TJ Tallie, the new administrator, had been elected by a coalition of more agrarian and conservationist traders and merchants and Parks Inside, the common name of the Park Regional Best Interests Column. He took the platform on the main stage. The members had all taken their seats. “I am pleased to be back in Park, my time on the edges of our wonderful region has given me an experience, and a lesson in the need to pursue the interests of maintaining security, stability and health. We are not a people longing for long speeches, and we have never been. I will administer practically, and in accordance with the Park Prime Amendments. Amercements, fines and punishment for those violating our customs will be severe.” Tallie, a stalky, large man with rough, tanned skin and a glass eye, looked – for nearly a minute after this last remark, where he placed especial emphasis on the word ‘severe’ – directly at Autumn Spring. She sat in the front row, and returned his stare with complete insouciance. Her long flowing robe, a mixture of lavender, Tyrian purple with crimson collar loosely floated around her silky white skin; the outfit had been a gift from Marin. She never brought electronic equipment to Park. She wasn’t a rule-breaker, yet there was no ban on outside clothing. Unlike most of the others in Park who wore simple white, beige and recycled clothing, Autumn Spring always dressed like a Marin citizen. Her parents were both leaders in one of the largest merchants’ cooperatives, and she was regarded with either disdain or love by the denizens of Park.

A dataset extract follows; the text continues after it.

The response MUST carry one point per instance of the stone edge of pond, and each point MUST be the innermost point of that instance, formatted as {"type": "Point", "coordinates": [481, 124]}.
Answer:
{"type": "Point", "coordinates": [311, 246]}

Autumn Spring, next to speak, stood and took the podium. She looked at the members, and the crowd of residents packed on both sides of parliamentary platform. She took off her shoes, and spoke; she spoke loudly, louder than Tallie, who’d never been a great public speaker; there was no electrical voice amplification equipment, yet the entire hall could here her. “We, denizens of Park, must not allow fear and ignorance to keep us isolated from the world. I respect the Prime Amendments, and the ban on electronics. You know I am trained in electrical engineering, computer science and regenerative medical practices, and you all know that my opinion is that these technologies, available in Marin, could benefit us greatly. But that’s not what I am going to argue for to-day. I want communal assent to allocate resources, and allow a party of ten-and-twelve volunteers to use electrical equipment outside of the bounds of Park, to go to 53°N 132°″W. Shattered, a man of great dreams, must be allowed to make this journey, and The Youth and Freedom of Movement Platform fully endorses his desire to explore the possibility of another, even more technologically advanced than Marin, region.” Autumn Spring’s best friend, and a fellow member of Park’s parliament, Joyful, a Lassik, a people more native to the region than any other, shouted, “I second the motion!” The hall stood in silence. Autumn Spring walked gently from the podium platform, sat down, and waited for TJ to return. He came, red and slightly trembling with anger, but he dutifully, as required, called the vote.

37-33, the motion passed. Shattered’s sweaty palm grasped Mar’s dry hand.